Computer scientists at the University of Aberdeen, UK, were asked to generate an \"artificial weatherperson\" by operators of offshore oil rigs, who wanted more clarity in their forecasts. The vocabulary used by different forecasters can be vague and highly variable, says Ehud Reiter, who led the Aberdeen team.

To remove such uncertainties, the team programmed a natural language generation (NLG) software package to transform data on the forecast weather into an unambiguous written bulletin (Artificial Intelligence, vol 167, p 137).

Similar systems could be used to clarify the medical notes of hospital critical care beds to prevent the phrases used to describe a patient's condition being misinterpreted.
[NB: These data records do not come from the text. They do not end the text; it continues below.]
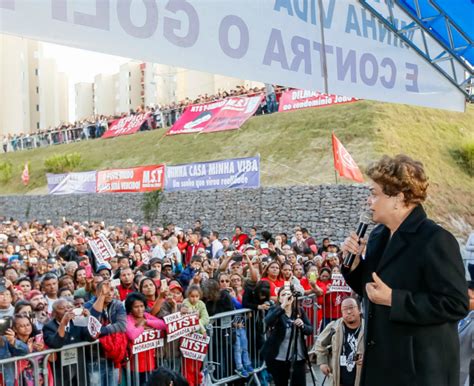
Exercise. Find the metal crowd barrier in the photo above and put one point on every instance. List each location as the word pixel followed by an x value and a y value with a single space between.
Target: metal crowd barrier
pixel 85 364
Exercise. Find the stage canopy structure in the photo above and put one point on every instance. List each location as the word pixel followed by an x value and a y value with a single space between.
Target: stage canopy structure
pixel 416 52
pixel 450 23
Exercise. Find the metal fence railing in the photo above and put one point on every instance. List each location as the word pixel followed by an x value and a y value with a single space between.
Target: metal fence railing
pixel 232 336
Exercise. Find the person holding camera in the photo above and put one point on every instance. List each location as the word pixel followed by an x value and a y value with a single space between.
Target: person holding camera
pixel 285 351
pixel 339 347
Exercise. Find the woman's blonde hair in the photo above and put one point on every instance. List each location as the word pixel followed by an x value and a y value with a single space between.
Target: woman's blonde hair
pixel 400 174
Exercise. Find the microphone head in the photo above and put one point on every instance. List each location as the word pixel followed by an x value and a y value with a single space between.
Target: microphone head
pixel 366 217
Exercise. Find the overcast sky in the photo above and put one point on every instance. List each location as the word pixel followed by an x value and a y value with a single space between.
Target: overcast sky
pixel 81 66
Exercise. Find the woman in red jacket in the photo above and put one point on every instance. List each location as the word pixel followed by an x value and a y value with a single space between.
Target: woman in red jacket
pixel 140 322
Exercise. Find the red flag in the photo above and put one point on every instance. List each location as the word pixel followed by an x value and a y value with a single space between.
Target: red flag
pixel 344 163
pixel 25 176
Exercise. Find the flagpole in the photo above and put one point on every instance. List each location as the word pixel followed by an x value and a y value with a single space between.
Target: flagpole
pixel 333 156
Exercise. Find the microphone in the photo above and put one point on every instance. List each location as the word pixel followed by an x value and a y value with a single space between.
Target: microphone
pixel 365 219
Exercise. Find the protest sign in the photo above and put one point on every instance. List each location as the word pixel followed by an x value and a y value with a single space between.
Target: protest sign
pixel 277 42
pixel 102 249
pixel 93 326
pixel 302 99
pixel 226 114
pixel 194 346
pixel 339 284
pixel 72 183
pixel 224 174
pixel 138 179
pixel 178 325
pixel 148 340
pixel 126 125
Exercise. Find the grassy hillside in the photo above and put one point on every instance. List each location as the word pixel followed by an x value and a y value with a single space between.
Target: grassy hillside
pixel 295 148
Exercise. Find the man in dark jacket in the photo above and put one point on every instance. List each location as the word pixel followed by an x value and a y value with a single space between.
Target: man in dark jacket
pixel 111 314
pixel 412 281
pixel 61 331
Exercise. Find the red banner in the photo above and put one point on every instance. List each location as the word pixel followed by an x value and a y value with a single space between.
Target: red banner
pixel 126 125
pixel 227 114
pixel 194 346
pixel 139 179
pixel 344 163
pixel 302 99
pixel 179 325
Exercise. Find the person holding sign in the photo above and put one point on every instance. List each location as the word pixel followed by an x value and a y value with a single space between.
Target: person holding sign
pixel 339 347
pixel 139 321
pixel 285 350
pixel 193 303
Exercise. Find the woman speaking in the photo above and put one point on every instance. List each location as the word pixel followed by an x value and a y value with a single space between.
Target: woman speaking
pixel 284 351
pixel 412 280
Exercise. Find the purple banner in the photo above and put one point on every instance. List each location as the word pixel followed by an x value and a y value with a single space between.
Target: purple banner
pixel 72 183
pixel 234 173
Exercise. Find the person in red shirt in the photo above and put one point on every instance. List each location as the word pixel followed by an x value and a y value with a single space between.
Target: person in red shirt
pixel 192 247
pixel 239 239
pixel 126 283
pixel 272 274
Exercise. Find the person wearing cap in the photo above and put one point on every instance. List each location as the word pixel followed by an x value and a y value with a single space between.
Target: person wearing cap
pixel 156 263
pixel 299 245
pixel 239 239
pixel 62 331
pixel 49 287
pixel 104 271
pixel 167 270
pixel 6 299
pixel 217 249
pixel 126 283
pixel 39 306
pixel 192 248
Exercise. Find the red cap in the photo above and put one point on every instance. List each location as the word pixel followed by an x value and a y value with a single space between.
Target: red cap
pixel 175 285
pixel 32 294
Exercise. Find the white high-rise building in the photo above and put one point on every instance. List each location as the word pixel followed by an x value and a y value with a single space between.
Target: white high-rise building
pixel 191 84
pixel 104 94
pixel 54 94
pixel 226 83
pixel 33 95
pixel 159 84
pixel 19 92
pixel 84 100
pixel 129 87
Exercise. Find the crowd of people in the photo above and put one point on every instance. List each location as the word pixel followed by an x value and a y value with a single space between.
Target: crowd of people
pixel 161 116
pixel 51 277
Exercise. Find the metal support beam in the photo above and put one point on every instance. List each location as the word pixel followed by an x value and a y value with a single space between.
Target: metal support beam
pixel 450 52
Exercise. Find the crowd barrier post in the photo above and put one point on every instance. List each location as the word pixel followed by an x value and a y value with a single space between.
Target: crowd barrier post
pixel 84 363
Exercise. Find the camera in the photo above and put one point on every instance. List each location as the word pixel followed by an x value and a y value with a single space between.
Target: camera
pixel 237 257
pixel 5 323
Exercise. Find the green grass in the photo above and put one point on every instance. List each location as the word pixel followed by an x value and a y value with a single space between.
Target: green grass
pixel 295 148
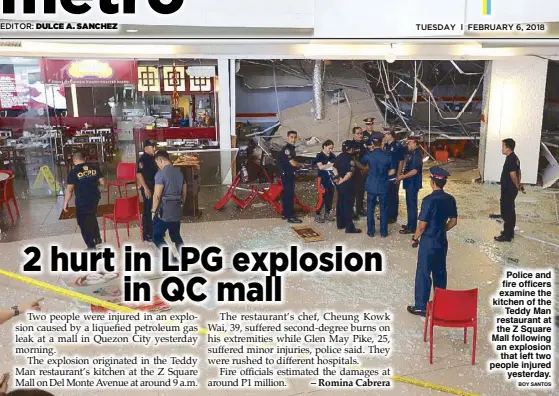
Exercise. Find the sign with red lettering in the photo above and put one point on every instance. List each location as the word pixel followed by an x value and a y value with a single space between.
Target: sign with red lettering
pixel 89 71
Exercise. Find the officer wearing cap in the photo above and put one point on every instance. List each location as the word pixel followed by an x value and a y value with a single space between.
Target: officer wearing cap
pixel 396 152
pixel 360 175
pixel 412 176
pixel 510 186
pixel 369 123
pixel 438 216
pixel 146 168
pixel 288 165
pixel 83 180
pixel 344 168
pixel 381 169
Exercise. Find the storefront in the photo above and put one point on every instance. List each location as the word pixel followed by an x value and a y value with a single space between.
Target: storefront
pixel 50 107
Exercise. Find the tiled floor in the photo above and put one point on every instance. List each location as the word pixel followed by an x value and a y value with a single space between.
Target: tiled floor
pixel 474 260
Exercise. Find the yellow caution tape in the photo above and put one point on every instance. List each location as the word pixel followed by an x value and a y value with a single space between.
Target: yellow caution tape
pixel 432 386
pixel 202 331
pixel 67 293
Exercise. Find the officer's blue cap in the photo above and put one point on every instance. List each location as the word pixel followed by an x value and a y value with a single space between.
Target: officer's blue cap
pixel 439 173
pixel 347 145
pixel 150 143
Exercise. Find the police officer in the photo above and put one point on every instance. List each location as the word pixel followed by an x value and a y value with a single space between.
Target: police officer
pixel 412 178
pixel 396 151
pixel 381 167
pixel 82 180
pixel 344 168
pixel 369 124
pixel 288 165
pixel 360 175
pixel 146 168
pixel 438 216
pixel 325 161
pixel 510 185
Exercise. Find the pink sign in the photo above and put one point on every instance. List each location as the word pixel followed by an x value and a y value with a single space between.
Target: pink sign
pixel 10 98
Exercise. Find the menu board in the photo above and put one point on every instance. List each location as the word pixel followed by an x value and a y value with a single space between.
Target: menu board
pixel 9 96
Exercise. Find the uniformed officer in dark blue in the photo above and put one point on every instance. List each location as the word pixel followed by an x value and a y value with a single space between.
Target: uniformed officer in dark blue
pixel 438 216
pixel 381 170
pixel 369 124
pixel 360 148
pixel 146 168
pixel 412 177
pixel 325 161
pixel 288 167
pixel 344 168
pixel 396 151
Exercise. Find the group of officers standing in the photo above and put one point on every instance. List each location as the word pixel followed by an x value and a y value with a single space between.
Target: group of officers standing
pixel 376 163
pixel 371 162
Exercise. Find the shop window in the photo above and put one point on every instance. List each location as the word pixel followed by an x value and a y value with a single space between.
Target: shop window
pixel 169 84
pixel 148 79
pixel 200 84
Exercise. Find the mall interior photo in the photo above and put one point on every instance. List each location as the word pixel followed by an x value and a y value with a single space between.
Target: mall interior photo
pixel 224 120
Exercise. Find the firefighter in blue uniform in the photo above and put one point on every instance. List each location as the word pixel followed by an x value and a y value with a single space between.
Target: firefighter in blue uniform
pixel 412 177
pixel 288 166
pixel 360 175
pixel 396 151
pixel 381 170
pixel 344 168
pixel 146 168
pixel 369 124
pixel 438 216
pixel 325 161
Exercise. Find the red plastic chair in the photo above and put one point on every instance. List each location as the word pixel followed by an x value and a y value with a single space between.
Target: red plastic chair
pixel 9 173
pixel 321 192
pixel 452 308
pixel 126 210
pixel 272 195
pixel 8 195
pixel 230 195
pixel 125 175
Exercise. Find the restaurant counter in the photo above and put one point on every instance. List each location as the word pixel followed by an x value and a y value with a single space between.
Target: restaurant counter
pixel 162 134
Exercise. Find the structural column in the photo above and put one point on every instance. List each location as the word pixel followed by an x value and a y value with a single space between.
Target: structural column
pixel 226 117
pixel 513 103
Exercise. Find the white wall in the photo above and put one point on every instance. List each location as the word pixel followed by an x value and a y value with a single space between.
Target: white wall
pixel 381 18
pixel 515 110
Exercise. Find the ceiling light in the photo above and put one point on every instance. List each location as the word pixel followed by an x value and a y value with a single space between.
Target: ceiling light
pixel 390 56
pixel 201 71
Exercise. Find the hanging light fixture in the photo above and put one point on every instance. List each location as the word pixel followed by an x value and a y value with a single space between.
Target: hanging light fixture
pixel 390 56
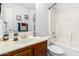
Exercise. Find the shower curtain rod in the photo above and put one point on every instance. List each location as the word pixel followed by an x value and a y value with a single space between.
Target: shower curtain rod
pixel 52 5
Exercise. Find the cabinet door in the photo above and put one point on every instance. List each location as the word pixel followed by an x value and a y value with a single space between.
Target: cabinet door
pixel 40 49
pixel 28 52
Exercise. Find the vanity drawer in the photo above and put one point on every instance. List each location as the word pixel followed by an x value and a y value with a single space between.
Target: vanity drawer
pixel 27 52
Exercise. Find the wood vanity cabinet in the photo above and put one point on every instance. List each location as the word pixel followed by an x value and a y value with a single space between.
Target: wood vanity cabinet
pixel 38 49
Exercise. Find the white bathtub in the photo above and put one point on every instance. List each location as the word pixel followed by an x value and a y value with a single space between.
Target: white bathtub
pixel 68 51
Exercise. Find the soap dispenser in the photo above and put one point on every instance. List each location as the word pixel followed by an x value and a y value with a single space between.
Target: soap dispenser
pixel 5 37
pixel 15 36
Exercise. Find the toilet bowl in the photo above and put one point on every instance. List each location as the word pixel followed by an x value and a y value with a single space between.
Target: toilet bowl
pixel 55 50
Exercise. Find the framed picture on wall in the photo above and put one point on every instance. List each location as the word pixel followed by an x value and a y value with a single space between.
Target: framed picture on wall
pixel 26 17
pixel 18 17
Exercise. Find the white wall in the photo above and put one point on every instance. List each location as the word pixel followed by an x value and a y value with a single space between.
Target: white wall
pixel 68 24
pixel 42 28
pixel 10 12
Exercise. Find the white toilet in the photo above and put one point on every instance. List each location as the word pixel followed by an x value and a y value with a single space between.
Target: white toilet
pixel 55 50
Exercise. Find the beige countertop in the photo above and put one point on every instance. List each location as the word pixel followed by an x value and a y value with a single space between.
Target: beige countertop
pixel 10 45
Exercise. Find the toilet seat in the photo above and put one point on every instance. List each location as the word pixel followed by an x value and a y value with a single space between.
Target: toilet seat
pixel 55 49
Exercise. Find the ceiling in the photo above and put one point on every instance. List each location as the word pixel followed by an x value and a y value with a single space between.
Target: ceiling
pixel 32 5
pixel 27 5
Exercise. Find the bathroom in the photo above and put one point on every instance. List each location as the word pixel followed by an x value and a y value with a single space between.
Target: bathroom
pixel 54 25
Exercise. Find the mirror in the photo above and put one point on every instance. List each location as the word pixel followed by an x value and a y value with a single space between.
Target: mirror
pixel 18 17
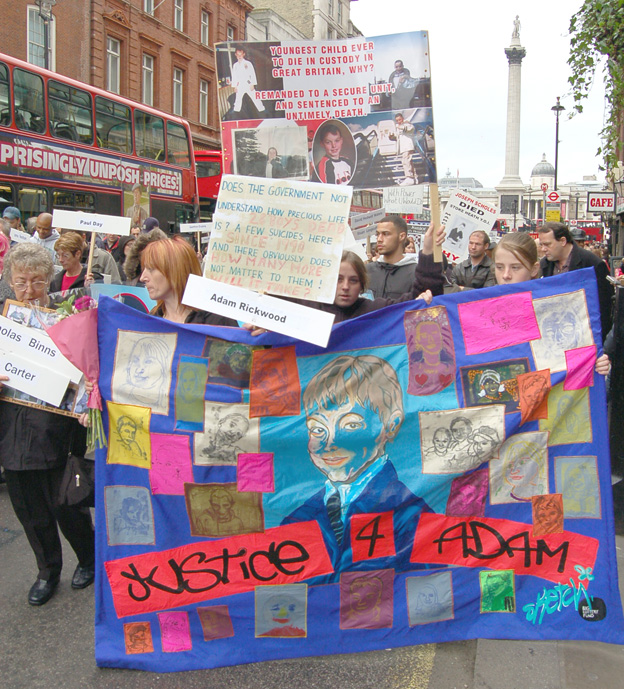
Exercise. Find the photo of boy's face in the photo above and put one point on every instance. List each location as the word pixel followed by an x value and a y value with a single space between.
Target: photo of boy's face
pixel 332 143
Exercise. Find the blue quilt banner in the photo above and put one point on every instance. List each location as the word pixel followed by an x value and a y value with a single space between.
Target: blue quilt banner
pixel 437 473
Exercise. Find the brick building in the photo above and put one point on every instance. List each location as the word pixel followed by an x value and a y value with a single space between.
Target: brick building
pixel 158 52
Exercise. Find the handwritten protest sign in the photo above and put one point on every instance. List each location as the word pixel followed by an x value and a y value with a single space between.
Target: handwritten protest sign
pixel 403 199
pixel 463 215
pixel 280 237
pixel 356 111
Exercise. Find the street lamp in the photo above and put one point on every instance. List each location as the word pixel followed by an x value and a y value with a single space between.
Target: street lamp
pixel 45 12
pixel 557 109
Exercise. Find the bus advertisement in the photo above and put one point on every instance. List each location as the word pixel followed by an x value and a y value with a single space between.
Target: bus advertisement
pixel 68 145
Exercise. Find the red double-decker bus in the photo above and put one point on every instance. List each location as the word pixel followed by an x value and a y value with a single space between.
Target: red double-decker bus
pixel 68 145
pixel 209 166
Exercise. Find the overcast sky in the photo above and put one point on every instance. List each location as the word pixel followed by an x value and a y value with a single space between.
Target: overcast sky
pixel 469 72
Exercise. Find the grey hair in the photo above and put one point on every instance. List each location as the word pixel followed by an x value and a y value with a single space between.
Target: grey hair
pixel 29 257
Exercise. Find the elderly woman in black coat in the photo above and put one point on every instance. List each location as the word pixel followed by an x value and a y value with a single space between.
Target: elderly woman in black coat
pixel 34 446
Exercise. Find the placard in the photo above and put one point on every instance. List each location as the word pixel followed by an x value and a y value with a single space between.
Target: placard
pixel 32 378
pixel 355 111
pixel 463 215
pixel 279 237
pixel 91 222
pixel 403 200
pixel 277 315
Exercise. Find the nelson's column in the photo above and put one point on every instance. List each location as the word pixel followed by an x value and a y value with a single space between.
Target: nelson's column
pixel 511 188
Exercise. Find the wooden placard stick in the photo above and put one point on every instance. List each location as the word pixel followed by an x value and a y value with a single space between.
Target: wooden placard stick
pixel 434 203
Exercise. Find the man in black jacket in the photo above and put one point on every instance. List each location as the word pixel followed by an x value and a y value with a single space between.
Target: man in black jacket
pixel 562 254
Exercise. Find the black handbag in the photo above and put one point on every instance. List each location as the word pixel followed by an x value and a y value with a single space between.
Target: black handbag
pixel 78 484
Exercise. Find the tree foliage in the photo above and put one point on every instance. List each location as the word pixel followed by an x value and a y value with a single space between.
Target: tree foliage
pixel 597 42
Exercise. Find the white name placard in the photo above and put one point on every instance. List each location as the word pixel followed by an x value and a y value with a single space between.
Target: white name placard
pixel 91 222
pixel 262 310
pixel 196 227
pixel 37 346
pixel 19 236
pixel 39 381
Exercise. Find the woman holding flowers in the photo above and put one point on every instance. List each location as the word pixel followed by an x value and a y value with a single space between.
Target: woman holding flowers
pixel 34 446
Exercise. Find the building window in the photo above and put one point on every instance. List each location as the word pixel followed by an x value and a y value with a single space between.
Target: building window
pixel 148 79
pixel 205 28
pixel 37 39
pixel 178 84
pixel 178 15
pixel 113 64
pixel 203 101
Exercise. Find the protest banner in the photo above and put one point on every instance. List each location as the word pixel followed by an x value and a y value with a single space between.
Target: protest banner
pixel 47 379
pixel 280 237
pixel 463 215
pixel 403 200
pixel 355 111
pixel 481 472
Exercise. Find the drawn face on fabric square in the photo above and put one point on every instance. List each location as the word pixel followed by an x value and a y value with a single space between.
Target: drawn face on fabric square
pixel 430 350
pixel 430 598
pixel 569 416
pixel 138 637
pixel 564 324
pixel 218 510
pixel 522 470
pixel 353 407
pixel 576 478
pixel 366 599
pixel 282 610
pixel 459 440
pixel 493 383
pixel 228 432
pixel 142 374
pixel 129 516
pixel 498 591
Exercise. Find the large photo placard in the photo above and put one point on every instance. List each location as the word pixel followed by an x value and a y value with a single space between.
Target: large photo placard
pixel 356 111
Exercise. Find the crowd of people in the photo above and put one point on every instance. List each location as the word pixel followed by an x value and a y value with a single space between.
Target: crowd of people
pixel 35 443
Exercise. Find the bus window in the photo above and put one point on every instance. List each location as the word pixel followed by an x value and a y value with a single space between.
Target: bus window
pixel 177 145
pixel 149 134
pixel 28 96
pixel 113 125
pixel 70 113
pixel 32 201
pixel 208 168
pixel 5 107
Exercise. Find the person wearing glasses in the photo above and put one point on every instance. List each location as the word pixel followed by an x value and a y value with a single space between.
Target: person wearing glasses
pixel 34 446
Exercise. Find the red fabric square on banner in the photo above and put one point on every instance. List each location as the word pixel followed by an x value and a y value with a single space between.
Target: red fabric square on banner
pixel 372 536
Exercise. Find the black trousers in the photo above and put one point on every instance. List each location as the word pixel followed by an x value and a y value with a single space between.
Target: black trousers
pixel 33 494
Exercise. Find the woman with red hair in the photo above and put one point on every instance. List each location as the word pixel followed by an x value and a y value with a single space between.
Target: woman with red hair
pixel 167 264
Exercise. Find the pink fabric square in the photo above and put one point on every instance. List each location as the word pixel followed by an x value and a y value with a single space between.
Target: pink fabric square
pixel 499 322
pixel 580 366
pixel 254 473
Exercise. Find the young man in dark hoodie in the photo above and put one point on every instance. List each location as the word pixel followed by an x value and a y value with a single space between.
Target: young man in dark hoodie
pixel 393 274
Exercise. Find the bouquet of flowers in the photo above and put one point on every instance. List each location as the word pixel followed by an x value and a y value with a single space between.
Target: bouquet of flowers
pixel 75 334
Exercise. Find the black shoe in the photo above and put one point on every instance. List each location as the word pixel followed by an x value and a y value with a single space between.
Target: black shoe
pixel 41 591
pixel 83 577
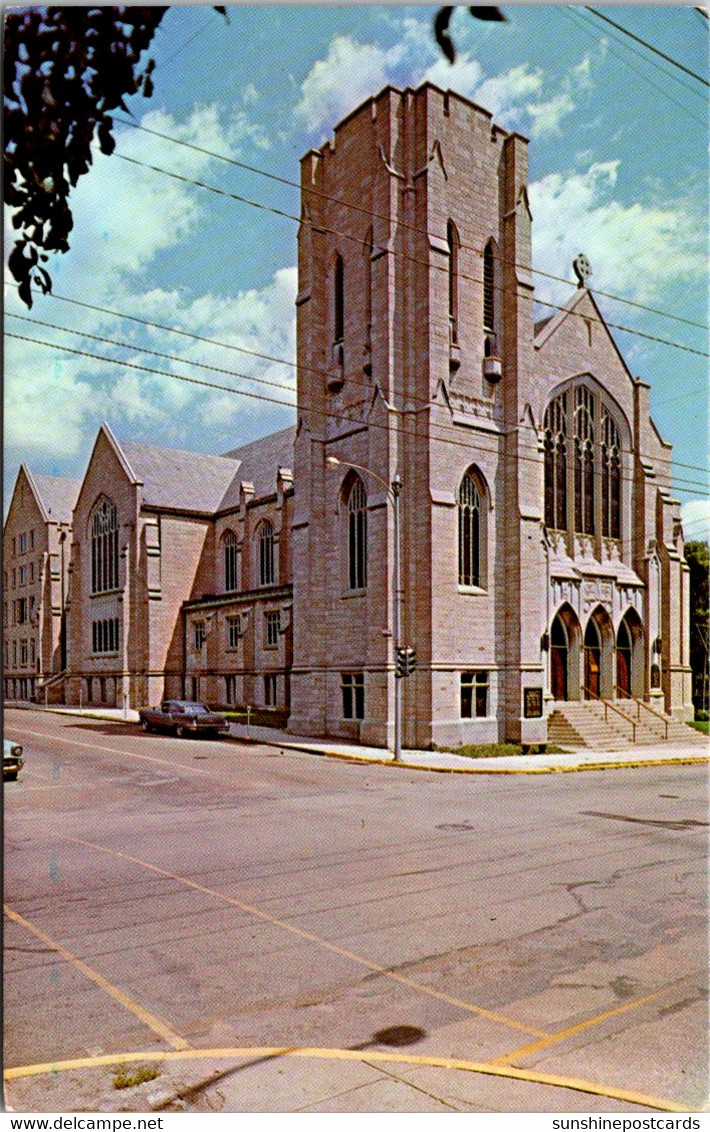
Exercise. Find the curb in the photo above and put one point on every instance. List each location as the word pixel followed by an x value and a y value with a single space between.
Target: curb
pixel 362 761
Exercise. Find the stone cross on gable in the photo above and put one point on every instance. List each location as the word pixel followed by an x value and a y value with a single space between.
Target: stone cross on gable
pixel 582 268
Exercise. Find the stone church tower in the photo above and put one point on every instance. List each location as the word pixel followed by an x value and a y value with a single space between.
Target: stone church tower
pixel 415 342
pixel 536 492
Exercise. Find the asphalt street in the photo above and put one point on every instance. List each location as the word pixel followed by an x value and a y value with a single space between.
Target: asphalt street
pixel 281 932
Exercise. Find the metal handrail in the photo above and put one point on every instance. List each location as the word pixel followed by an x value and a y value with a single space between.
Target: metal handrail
pixel 642 703
pixel 607 704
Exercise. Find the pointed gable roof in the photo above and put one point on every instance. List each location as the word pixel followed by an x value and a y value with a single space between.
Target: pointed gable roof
pixel 56 495
pixel 547 327
pixel 258 463
pixel 177 479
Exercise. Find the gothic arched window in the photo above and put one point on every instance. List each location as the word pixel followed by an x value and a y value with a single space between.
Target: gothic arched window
pixel 454 243
pixel 583 461
pixel 489 288
pixel 471 532
pixel 582 456
pixel 556 464
pixel 367 257
pixel 104 547
pixel 610 478
pixel 229 550
pixel 357 536
pixel 339 299
pixel 266 552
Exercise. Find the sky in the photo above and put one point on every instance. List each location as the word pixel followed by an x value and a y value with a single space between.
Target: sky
pixel 618 160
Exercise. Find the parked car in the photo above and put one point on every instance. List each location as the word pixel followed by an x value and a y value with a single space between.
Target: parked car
pixel 13 761
pixel 182 717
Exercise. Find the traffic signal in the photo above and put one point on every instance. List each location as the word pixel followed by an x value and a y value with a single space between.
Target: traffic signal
pixel 405 660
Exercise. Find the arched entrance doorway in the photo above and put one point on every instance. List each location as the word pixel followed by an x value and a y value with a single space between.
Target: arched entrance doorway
pixel 565 640
pixel 592 661
pixel 559 660
pixel 630 657
pixel 599 643
pixel 623 661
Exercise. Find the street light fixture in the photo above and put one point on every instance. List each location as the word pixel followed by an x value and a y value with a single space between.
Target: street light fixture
pixel 393 490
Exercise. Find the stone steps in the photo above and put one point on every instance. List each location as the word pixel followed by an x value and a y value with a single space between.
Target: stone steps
pixel 582 723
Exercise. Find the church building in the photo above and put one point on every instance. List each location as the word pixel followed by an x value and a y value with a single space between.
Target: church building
pixel 539 563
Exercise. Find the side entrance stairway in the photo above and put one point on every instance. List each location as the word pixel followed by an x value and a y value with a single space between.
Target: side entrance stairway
pixel 616 725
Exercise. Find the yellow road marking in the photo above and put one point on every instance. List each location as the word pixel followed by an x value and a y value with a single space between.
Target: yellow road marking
pixel 632 764
pixel 561 1035
pixel 113 751
pixel 385 971
pixel 454 1063
pixel 153 1022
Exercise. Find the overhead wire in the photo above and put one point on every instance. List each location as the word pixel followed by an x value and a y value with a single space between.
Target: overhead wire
pixel 374 215
pixel 367 386
pixel 586 23
pixel 685 485
pixel 648 45
pixel 347 236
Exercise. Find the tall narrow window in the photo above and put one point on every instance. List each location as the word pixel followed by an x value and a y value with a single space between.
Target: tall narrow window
pixel 583 461
pixel 104 548
pixel 352 685
pixel 357 536
pixel 229 549
pixel 266 554
pixel 469 532
pixel 556 464
pixel 453 241
pixel 489 290
pixel 610 478
pixel 339 300
pixel 367 263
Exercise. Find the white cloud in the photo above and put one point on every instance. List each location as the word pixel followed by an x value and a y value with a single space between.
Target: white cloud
pixel 634 249
pixel 695 515
pixel 350 73
pixel 547 116
pixel 502 94
pixel 463 76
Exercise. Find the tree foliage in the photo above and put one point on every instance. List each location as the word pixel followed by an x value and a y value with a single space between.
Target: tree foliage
pixel 66 70
pixel 698 557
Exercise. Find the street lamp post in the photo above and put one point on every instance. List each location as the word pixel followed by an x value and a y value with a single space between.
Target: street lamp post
pixel 393 490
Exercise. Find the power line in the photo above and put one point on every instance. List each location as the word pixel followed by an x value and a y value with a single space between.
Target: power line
pixel 228 345
pixel 583 20
pixel 373 215
pixel 648 45
pixel 587 19
pixel 155 353
pixel 327 413
pixel 347 236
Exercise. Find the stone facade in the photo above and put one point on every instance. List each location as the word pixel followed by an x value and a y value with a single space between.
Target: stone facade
pixel 418 356
pixel 36 540
pixel 541 549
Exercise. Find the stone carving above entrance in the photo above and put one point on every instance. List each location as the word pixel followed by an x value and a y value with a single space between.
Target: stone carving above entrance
pixel 597 591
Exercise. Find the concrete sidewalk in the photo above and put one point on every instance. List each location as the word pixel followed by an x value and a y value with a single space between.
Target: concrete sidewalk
pixel 579 759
New Scientist, 28 September 2005
 
I don't like the idea..now think of all the people who would lose there jobs...oh well, if it did happen it wouldn't ben any time soon.
 
This is a project to convert the forecasts into a standardized text format... Nobody loses a job here, the forecast itself is still made by a human.
 
I posted it as another step closer to automation in the vein of increasing momentum towards automation with inevitable technological advancement coupled with political and funding realities. That is where things are headed, to be sure. This system/project itself will not replace anyone. It does, however, generate actual forecasts (which are preferred by end users to human forecasts) from NWP data. In practical use, given the liimtations of NWP model output, it does use human adjusted forecasts as inputs to generate a more accurate, linguistically-standardized and clear output --though it can ran by itself, too, and still performed very well. Again, it's another step; I post it as something to ponder.